The big white envelope

This project has been ongoing.  With my “copy and paste” method, we’ll have several different fonts and thoughts.  I hope you can follow.  Some are my journal entries.  Some are my thoughts while reading my journals, and some will be my thoughts as I write this blog.  I will try to separate them as best as I can.

I anxiously stood at the front of the room, right by the unlit fireplace in my parent’s living room.  All eyes were on the big white envelope in my hand.  The contents of this envelope would determine the next year and a half of my life.

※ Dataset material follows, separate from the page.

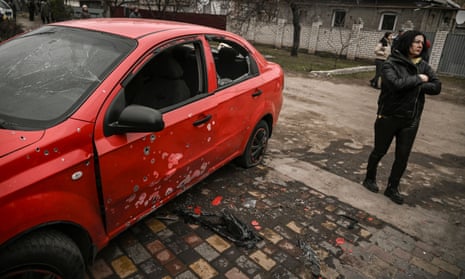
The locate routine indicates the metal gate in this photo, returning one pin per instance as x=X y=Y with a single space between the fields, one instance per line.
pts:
x=453 y=57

On February 16, 1995, I was called to serve as a missionary for the Church of Jesus Christ of Latter-day Saints in the Austria Vienna Mission.  I would serve the people of Slovenia and teach them in the Slovene language.  I’m embarrassed to say, I didn’t even know where Slovenia was.  Perhaps it was somewhere near Austria?  Immediately, we found a map.

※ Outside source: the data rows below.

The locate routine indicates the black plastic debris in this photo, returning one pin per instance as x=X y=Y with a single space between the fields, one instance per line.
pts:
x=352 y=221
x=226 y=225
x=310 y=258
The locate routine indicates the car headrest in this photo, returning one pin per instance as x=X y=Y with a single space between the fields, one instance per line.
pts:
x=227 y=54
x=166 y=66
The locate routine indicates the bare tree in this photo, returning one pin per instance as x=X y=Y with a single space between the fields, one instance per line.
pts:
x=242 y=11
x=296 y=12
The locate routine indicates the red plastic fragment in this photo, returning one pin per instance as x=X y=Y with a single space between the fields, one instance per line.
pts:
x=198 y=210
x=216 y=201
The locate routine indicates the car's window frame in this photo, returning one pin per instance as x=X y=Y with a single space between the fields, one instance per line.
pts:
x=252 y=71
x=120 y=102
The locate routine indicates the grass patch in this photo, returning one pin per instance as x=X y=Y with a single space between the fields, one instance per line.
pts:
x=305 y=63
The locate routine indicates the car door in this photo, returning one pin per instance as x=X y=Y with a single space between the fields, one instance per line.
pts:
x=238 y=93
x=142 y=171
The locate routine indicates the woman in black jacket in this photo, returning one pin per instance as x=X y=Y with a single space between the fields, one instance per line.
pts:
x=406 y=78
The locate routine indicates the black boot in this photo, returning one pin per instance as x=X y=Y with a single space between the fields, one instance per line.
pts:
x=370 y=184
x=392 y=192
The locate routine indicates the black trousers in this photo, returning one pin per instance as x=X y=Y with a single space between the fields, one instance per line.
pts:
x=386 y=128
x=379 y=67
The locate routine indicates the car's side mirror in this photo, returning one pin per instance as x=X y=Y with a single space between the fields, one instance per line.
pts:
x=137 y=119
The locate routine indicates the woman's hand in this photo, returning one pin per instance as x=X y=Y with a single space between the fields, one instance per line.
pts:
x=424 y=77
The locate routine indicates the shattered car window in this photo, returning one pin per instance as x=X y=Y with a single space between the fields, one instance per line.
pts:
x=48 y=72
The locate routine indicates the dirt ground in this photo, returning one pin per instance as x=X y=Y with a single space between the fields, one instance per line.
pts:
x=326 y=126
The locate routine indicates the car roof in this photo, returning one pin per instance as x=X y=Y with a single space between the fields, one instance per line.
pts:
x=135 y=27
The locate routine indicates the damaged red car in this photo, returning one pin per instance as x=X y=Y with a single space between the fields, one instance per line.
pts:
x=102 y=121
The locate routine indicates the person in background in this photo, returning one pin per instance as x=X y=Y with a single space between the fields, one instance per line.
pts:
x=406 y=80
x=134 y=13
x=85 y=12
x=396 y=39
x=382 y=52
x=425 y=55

I’m only including a couple entries from the MTC.  Staying there for 3 months really did a wonderful job of preparing me for the rest of my mission, or so I thought.  There are too many stories from those few short months, though.  It’s another beast, entirely.  I just want to share one more.

 

15 March 1995

Ok, wow!  This is so crazy, my head is spinning.  I am at this moment, sitting on my bed at the MTC.  It’s about 3:45pm and I have free time until 5:00 for dinner.  I’ve been told to really enjoy it ‘cuz  it’s about the last free time I’ll have.  I got in (MTC) about 12:00 and went to eat.  I met some elders that were eating near me, going to Portugal, Brazil and France.  One of the ones going to France is (my friend’s) cousin.  I was very happy they talked to me.  I was by myself and had no idea what I was doing.  Then, I went to an orientation thing with missionaries  and parents, but mine weren’t here.  Oh well, If they had, I would have been bawling.  I was already crying but only a little.  I suppressed it.  I don’t know.  Maybe that was not so good, but it wasn’t that bad either.  Then I’ve been in my room for about 2 hours.  (It’s 4:00 now.  I’ve been here since 2:00.)  I’m all unpacked and have my bed made, and now I’m just writing in my journal, obviously.  I already love it here.  Everybody is so friendly and helpful and interested in me.  I love it!  I know, I’m a brat.  My companions are pretty cool.  Yes, plural.  I have two companions, Sister Plowgian and Sister Rey.  They’re both going to Hungary.  So, I have companions, but I am kind of on my own, a little.  Actually, I’ll never be on my own here, I know that.  The Spirit will alway be with me as long as I’m doing what I’m supposed to.  It’s weird to think I was at home this morning.  

Man, I am so glad to be here.  I wouldn’t trade it for anything, but I am missing so much.  Ty is getting baptized in July.  Lauren and Stacie will both be walking when I get home.  Emily might be married, but definitely engaged.  Most of all, Merilee is engaged.  I’m the only one that knows yet, though, as far as I know.  Chris asked her on Feb 26, and she didn’t even tell me until last week!  They’re such dorks.  They weren’t going to tell anyone until I was gone.  They’re planning on getting married in July.  Pretty dang fast, eh.

I miss everyone, but I think I’m okay, and I am definitely glad I am here.  I actually start classes tonight, after another orientation.  I’m so excited just to be able to read my name tag, shoot!